Somehow, just as she could always work a miracle, she had made the phone call and gotten them tickets. “Yes, I did. Row five. Don’t ask what they cost.” She laughed, and the skirt of her dress swirled as she raced up the stairs to pack.
He shook his head. He never had been one to worry over money. It was her who worried over it.
“Not that time,” she said now, grinning at him right there in their bedroom. “I loved that Hank Williams.”
He never could understand it. “That Hank was so scrawny, he’d blow away in a good wind.”
Coweta smiled. There was a pink glow around her, pretty as could be. She said, “We had us a good time. Remember?”
“Yeah. I remember…we had to drive through five hours of sleet and rain and the windshield wipers actin’ up.”
“Oh, Winston. You never remember the important things. Like you held my hand, and we danced after, all alone. Why don’t you remember that?”

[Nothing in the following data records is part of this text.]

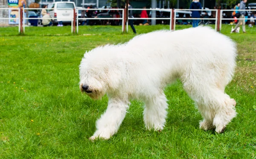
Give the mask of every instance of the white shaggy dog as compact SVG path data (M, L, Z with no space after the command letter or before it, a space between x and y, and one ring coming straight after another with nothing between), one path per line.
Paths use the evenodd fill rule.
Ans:
M108 139L116 133L131 99L145 102L147 128L163 129L168 108L163 90L177 78L204 118L200 128L223 132L236 115L235 100L224 93L236 56L229 38L201 26L154 31L86 53L80 65L80 90L94 99L105 93L109 98L90 139Z

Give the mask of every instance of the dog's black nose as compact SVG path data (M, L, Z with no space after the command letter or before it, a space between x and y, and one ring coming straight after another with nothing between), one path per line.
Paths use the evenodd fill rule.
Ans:
M87 85L82 85L82 88L84 91L86 91L88 90L88 86Z

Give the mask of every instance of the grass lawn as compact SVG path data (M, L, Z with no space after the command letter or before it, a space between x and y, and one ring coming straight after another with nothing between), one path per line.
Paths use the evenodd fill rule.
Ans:
M138 34L169 28L135 27ZM256 28L246 29L231 34L222 26L239 54L226 89L238 114L224 133L199 129L202 117L178 81L165 91L169 106L162 132L145 130L143 104L134 101L117 133L93 142L108 98L81 94L79 66L86 50L134 37L130 26L123 34L119 26L84 26L78 35L70 26L30 27L25 36L0 28L0 158L256 158Z

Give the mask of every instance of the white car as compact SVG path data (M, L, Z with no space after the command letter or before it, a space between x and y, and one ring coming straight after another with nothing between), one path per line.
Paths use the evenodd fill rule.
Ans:
M56 2L48 4L47 9L48 9L47 12L51 17L57 18L52 21L54 25L57 25L59 21L62 21L63 24L69 24L73 20L73 9L75 8L73 2Z

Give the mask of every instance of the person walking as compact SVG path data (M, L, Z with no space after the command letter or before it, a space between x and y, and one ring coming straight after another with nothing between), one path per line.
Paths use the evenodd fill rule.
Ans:
M189 7L190 9L202 9L202 6L199 2L199 0L193 0L193 1L190 4ZM192 11L191 17L192 18L198 18L200 17L201 11ZM193 19L192 20L192 23L193 27L196 27L198 26L198 23L200 20L197 19Z
M240 5L239 7L239 9L245 9L245 3L247 2L247 0L243 0L240 2ZM237 13L237 14L238 13ZM245 11L239 11L239 14L240 16L239 18L244 18L245 16ZM241 23L242 24L242 28L243 29L243 32L244 33L246 33L245 31L245 20L241 20L239 19L238 21L238 23L236 27L234 28L234 30L232 32L236 32L237 28L241 25Z
M125 3L125 8L126 8L126 3ZM130 2L128 2L128 9L132 9L132 6L131 5L131 3L130 3ZM130 10L130 11L128 12L128 16L129 16L129 18L134 18L134 17L133 16L132 10ZM136 33L136 30L135 30L135 28L134 28L133 25L133 20L130 20L128 21L128 22L129 23L129 24L130 24L130 26L131 26L131 28L132 31L134 32L134 33L135 34L137 34L137 33Z

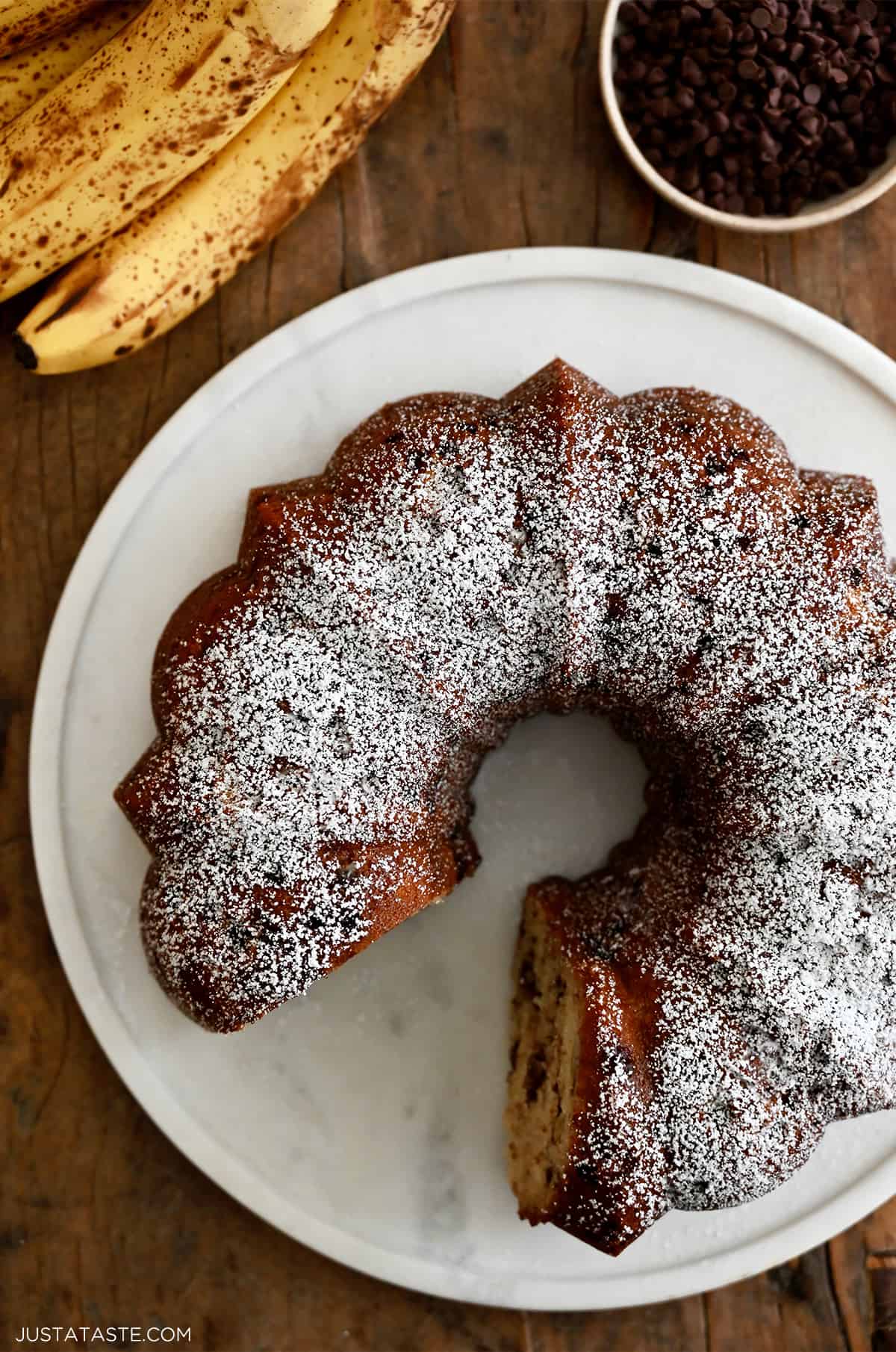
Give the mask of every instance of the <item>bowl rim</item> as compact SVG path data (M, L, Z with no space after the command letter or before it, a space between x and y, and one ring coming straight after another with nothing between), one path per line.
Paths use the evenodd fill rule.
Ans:
M715 207L707 207L701 201L695 201L687 192L674 188L670 183L666 183L662 174L657 173L635 145L626 119L622 115L614 82L614 41L622 3L623 0L607 0L600 31L600 91L604 111L616 141L631 166L650 184L654 192L665 197L666 201L670 201L673 207L722 230L737 230L750 234L791 234L797 230L814 230L816 226L827 226L832 220L842 220L843 216L850 216L854 211L861 211L864 207L870 206L872 201L896 184L896 150L892 150L888 162L881 165L866 183L858 184L855 188L847 188L846 192L834 197L830 206L824 206L823 203L811 204L796 216L747 216L738 212L718 211Z

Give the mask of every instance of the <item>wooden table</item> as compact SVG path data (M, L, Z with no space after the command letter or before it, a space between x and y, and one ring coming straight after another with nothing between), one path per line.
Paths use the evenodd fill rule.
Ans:
M459 0L423 77L355 162L168 341L46 381L0 353L0 1348L23 1325L154 1322L191 1325L203 1352L896 1348L896 1203L751 1282L604 1314L454 1305L319 1257L220 1192L131 1099L69 992L38 896L28 721L65 577L146 441L270 329L431 258L596 245L765 281L896 356L896 193L807 235L696 230L611 141L600 18L597 0ZM20 311L0 311L4 331Z

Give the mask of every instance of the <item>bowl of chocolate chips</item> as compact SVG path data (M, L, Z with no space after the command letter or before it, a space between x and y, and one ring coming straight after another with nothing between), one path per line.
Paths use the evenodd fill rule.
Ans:
M807 230L896 183L892 0L609 0L600 76L635 169L715 226Z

“That was near fifty years ago,” he defended. “I was born before ol’ Hank, and have lived far after him, and I got a lot clutterin’ my brain.” He pointed at the playbill in her hand. “I’ve outlived ever’body on that poster.”
“No, honey, you haven’t.”
“No kiddin’—really?”
“Now, why would I kid about such a thing? Don Helms was in the Drifting Cowboys then, and he is still alive—and playin’, even. He’s younger than you.”
“Isn’t ever’body?” Winston said, a little sadly. Then, “I’ve outlived so many, Coweta. Just so much has happened in my life. I can’t piece it all together half the time.”
“I know, honey.” Her hand came over his, so pale and soft against his leathery skin.